NEW YORK.- The Mexican composer Gabriela Ortiz is this special guest season of the Carnegie Hall of New York. Like many other great temples of the music in USAthe centenary institution has made a commitment to attract new talents from around the world to capture new audiences.
Considered as one of the “most talented composers in the world” by the director of the Los Angeles Philharmonic, the Venezuelan Gustavo Dudamel, Ortiz released a new composition on Saturday, “Liquid City” in Carnegie.
And within the framework of its residence for the 2024-2025 season at the New York institution, this Monday has invited new Latin American talents, including Colombian Carolina Noguera, which will premiere a work commanded by Carnegie.
For someone who does not live in the United States, who is a woman and Mexican, “this residence has meant recognition of a great effort, because it has not been easy to open doors internationally,” Ortiz tells AFP on the phone.
The “orchestras in the United States are much more inclusive” says this teacher and composer who has done her training in the best European academies at the scholarship.
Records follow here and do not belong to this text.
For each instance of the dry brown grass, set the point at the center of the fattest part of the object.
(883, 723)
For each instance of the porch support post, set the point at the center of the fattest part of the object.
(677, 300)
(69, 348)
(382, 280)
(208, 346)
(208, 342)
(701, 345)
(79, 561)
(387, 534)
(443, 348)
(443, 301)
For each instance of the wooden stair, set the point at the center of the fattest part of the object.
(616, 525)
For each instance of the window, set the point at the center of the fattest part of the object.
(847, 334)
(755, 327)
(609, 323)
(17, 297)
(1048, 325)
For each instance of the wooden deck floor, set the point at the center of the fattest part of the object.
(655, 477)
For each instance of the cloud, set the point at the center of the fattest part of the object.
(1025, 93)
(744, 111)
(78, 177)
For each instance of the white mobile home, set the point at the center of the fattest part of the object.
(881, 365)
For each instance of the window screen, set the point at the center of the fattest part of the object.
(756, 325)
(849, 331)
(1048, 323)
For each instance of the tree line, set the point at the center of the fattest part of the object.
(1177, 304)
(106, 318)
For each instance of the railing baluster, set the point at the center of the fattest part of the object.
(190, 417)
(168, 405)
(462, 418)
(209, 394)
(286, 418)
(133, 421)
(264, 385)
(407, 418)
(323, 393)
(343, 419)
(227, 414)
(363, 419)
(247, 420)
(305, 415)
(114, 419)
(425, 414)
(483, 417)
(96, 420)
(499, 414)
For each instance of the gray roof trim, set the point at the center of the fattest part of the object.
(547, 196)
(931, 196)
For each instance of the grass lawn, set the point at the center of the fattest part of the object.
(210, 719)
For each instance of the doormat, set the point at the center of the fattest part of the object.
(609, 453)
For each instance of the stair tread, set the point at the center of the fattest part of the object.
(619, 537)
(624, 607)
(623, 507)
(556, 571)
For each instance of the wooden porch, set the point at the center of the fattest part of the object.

And he hopes that they remain in the new political context with the return of Donald Trump to the White House.
“Music goes much further (of politics). It is a universal language that has a cultural context that makes it diverse,” he says. “Beethoven belongs to me and a German,” he illustrates.
Talking “of a single school today is impossible. The 21st century is defined by a diversity of languages,” he rivets.
Political load
And for the diversity of messages. “My music has a very strong political burden and I am interested in talking about climate change, feminism, migration, racism, globalization and what happens in the world.”
The 60 -year -old Mexican has even composed a ballet about violence against women in Mexico or a piece inspired by an African revolutionary leader.
Ortiz inaugurated his collaboration with Carnegie in October with three pieces, a rope concert with the violinist Alisa Weilerstein, who inaugurated the Celebrating Latin Culture in the US program, and another with the also violinist María Dueñas, the young Spanish prodigy, with the that has collaborated several times.
Gustavo Dudamel has been his great promoter. He has made eight orders to Ortiz and has taken his music for Los Angeles, New York, London, Paris or Berlin, where the Berlin Philharmonic played music from a Latin American for the first time in 141 years of history.
“A composer learns when he listens to his well -touched music. For me it has been something essential to learn from the Los Angeles Philharmonic,” he says.
With Dudamel he has also recorded an album that has four Grammy nominations, he recalls.
On the next June, another of the greats, the director of the New York Opera Orchestra, Yannick Nézet-Séguin, will direct another work of this daughter of Mexican folklore musicians in Carnegie.
Voice of change
“The first time we heard a piece for violin and orchestra that (Ortiz) composed for the philharmonic of Los Angeles and María Dueñas (…) the original struck their music and how it creates this unique world,” he tells The AFP Liz Mahler, of the Carnegie artistic team.
“It was like discovering a new planet (…) and that we were all discovering this together,” he tells AFP. Mahler refers to rope altar, a commission of the Angelina Philharmonic.
“I would say that the challenge of contemporary music for the most familiar public with traditional classical music that responds to a predictable structure is that (…) it has to absorb the piece that listens for the first time, without that structure or without knowing What will be the musical language, “he adds.
Ortiz has emerged as a prominent voice of change in classical music, “a field centered for too long on European teachers,” the New York Times wrote last year.
A need made virtue because, given the aging of the audiences, many concert halls and especially directors such as Dudamel, who will direct the New York Philharmonic from the 2026-2027 season, bet on democratizing music as a transforming tool for young people and society.